Here's the PI it's setting:

john@orange ~/pics/openslide/dicom/bioformats-dcm/x $ grep -i photomet *.txt
CMU-2_0_0.dcm.txt:(0028,0004) PhotometricInterpretation | CS | 4 | 1 | RGB
CMU-2_0_1.dcm.txt:(0028,0004) PhotometricInterpretation | CS | 4 | 1 | RGB
CMU-2_0_2.dcm.txt:(0028,0004) PhotometricInterpretation | CS | 4 | 1 | RGB
CMU-2_0_3.dcm.txt:(0028,0004) PhotometricInterpretation | CS | 4 | 1 | RGB
CMU-2_0_4.dcm.txt:(0028,0004) PhotometricInterpretation | CS | 4 | 1 | RGB
CMU-2_1_0.dcm.txt:(0028,0004) PhotometricInterpretation | CS | 4 | 1 | RGB
CMU-2_2_0.dcm.txt:(0028,0004) PhotometricInterpretation | CS | 4 | 1 | RGB

Here's a sample tile pulled untouched from the file:

john@orange ~/pics/openslide/dicom/bioformats-dcm/x $ dcm-getframe -o x.jpg CMU-2_0_2.dcm 1

x

If you examine that JPEG you'll see it's a 4:2:0 YCbCr JPEG.

jcupitt commented 5 months ago

... though QuPath manages to display both versions correctly, there's some trick I'm missing.

FabianHoerst commented 5 months ago

... this is slightly off-topic, but there's a vipsdisp binary here:

https://flathub.org/apps/org.libvips.vipsdisp

Which includes openslide and libdicom support. It should be easy to install on ubuntu (just a click).

Thanks for the hint! Trying to follow up on your discussion on that. I really appreciate your effort!

jcupitt commented 5 months ago

... the zoom out error was a problem in vipsdisp, it's working now in git master.

I'll look into the colour issue again and see if I can find another way around this.
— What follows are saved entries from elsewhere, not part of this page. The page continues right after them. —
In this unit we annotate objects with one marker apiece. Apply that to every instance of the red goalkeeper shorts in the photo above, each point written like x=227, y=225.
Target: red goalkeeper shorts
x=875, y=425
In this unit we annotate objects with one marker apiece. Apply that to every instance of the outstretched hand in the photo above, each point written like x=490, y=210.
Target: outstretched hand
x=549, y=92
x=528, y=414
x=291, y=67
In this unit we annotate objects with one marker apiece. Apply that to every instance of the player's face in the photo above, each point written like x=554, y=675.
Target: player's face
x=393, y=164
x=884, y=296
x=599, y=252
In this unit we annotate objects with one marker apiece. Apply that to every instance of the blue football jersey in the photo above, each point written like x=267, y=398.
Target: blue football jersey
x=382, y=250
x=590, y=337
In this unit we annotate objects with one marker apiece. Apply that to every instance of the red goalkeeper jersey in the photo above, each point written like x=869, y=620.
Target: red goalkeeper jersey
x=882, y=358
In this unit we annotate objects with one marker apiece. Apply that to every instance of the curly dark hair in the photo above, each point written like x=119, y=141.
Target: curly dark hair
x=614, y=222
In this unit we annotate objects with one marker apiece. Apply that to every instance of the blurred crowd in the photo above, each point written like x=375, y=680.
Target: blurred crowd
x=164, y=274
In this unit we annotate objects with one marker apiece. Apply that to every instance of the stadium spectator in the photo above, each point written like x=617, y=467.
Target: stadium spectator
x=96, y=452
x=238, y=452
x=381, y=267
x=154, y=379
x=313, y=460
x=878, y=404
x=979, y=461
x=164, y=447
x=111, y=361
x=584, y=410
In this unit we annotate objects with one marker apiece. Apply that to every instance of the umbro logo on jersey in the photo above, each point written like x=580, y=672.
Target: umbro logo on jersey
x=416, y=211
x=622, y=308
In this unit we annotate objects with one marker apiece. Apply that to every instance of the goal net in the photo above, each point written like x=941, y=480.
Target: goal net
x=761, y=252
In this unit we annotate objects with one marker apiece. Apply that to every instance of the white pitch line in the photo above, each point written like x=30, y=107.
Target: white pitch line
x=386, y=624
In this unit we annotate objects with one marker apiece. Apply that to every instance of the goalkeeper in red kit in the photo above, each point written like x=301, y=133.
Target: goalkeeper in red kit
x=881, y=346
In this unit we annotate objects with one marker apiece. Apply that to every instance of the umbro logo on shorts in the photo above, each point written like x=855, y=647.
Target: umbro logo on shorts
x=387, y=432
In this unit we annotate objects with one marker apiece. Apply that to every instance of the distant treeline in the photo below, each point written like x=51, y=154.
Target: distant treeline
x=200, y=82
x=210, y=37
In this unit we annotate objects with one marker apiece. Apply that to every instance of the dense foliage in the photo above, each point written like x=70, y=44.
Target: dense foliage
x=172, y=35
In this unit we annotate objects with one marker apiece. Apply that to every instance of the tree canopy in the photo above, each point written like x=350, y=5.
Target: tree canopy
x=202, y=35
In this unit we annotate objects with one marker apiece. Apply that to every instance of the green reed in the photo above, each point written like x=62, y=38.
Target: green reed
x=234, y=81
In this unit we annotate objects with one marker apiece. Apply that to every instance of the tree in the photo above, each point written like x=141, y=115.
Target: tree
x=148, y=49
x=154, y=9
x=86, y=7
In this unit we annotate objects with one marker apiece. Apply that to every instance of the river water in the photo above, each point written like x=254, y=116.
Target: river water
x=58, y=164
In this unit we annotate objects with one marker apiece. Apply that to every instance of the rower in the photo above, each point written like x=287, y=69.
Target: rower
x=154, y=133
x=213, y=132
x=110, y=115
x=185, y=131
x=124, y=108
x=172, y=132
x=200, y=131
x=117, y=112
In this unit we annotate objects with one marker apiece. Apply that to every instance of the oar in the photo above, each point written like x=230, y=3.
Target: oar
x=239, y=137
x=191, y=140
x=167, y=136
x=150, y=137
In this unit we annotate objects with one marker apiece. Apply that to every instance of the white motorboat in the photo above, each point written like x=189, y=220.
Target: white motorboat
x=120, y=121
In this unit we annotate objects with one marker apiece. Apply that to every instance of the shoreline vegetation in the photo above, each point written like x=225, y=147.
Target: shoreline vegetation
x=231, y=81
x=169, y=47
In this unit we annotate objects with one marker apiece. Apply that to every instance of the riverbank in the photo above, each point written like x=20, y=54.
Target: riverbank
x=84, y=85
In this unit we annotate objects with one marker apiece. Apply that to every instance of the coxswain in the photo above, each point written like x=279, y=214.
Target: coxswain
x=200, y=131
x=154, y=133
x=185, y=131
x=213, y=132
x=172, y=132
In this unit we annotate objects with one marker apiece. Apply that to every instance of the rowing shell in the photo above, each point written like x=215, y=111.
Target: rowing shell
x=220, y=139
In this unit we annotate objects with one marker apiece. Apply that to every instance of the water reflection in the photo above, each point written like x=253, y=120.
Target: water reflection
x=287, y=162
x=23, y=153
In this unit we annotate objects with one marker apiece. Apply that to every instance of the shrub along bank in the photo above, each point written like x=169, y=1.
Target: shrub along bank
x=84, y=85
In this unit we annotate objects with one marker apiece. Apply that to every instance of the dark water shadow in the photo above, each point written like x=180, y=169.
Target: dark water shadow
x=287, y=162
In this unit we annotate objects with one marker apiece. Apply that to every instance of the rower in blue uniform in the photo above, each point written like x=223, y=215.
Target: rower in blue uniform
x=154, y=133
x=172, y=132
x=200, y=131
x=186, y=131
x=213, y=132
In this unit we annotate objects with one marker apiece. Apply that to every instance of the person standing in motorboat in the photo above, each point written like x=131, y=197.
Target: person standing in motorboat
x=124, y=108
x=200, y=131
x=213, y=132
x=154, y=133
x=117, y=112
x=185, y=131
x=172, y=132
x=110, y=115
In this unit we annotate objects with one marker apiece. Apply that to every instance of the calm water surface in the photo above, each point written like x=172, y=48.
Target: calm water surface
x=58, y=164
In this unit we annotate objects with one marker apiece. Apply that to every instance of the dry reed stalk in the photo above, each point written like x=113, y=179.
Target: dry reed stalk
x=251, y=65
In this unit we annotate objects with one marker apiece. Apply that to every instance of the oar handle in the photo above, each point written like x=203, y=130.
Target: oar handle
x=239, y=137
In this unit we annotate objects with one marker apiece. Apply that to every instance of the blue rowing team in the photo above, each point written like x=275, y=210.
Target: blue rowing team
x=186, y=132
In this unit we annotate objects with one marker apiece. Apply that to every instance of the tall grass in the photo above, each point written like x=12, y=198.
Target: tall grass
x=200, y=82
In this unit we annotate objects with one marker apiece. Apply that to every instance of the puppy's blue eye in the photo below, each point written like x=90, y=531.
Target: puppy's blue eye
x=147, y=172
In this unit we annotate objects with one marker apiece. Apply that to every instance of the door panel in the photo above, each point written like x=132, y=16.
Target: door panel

jcupitt commented 5 months ago

I've made some more progress. Here's what's happening:

bfconvert output with -precompressed

Tracing though libjpeg, it's assigning the incorrect colour space here:

https://github.com/libjpeg-turbo/libjpeg-turbo/blob/main/jdapimin.c#L158-L176

The Aperio file has the component_ids set to 0, 1, 2 when they should be either 1, 2, 3 or 82, 71, 66 (ascii RGB). Since the component ids are unknown, libjpeg and libjpeg-turbo both default to the incorrect value of YCbCr.

I checked get_sof():

https://github.com/libjpeg-turbo/libjpeg-turbo/blob/main/jdmarker.c#L286-L298

And the file really does have incorrect channel ids.

So: the original SVS file has incorrect channel ids leading to a mistaken guess of YCbCr (this is an aperio bug). The DICOM metadata has the correct RGB photometric interpretation. To read this case correctly, we need to override jpeg_color_space with the DICOM PI during load.

bfconvert output with no -precompressed flag

Now bfconvert will regenerate the JPEGs and tag the channels correctly as YCbCr (it normally writes JPEGs in this space).

However, bfconvert is NOT updating the photometricinterpretation in the DICOM metadata to match the PI they are writing in. To read this case correctly, we must NOT override jpeg_color_space.

Solution

openslide needs to check the component ids of tiles it fetches from DICOMs, and only override jpeg_color_space if the component ids are unknown.

How annoying! I'll try to make a PR.

jcupitt commented 5 months ago

I made a PR and all cases seem to work now. Thanks for reporting this, @FabianHoerst

FabianHoerst commented 5 months ago

Hello @jcupitt,

Thanks for your effort!!! Do you think that this could also be an issue with the Aperio files, which they could fix in their scanning software?

jcupitt commented 5 months ago

It's a very long-standing issue in SVS, so they probably can't change it without breaking compatibility. For example, openslide patch around this problem in their SVS reader here:

https://github.com/openslide/openslide/blob/main/src/openslide-decode-tiff.c#L245-L246

I think it's probably something bfconvert could improve -- IMO they shouldn't just pass JPEGs through from SVS, they ought to fix the component ids. It might be worth reporting the issue to them.

FabianHoerst commented 5 months ago

It could be beneficial; I'm considering bringing up this issue with them. Additionally, I've identified some other issues with their conversion process that I plan to address soon (especially when using -precompressed). However, I need to organize public data to help them replicate the issue beforehand.

jcupitt commented 5 months ago

That sounds like a useful thing to do. I'd be happy to assist if you need anything.

jcupitt commented 3 months ago

bioformats are also working on fixing their side, so I think this is resolved.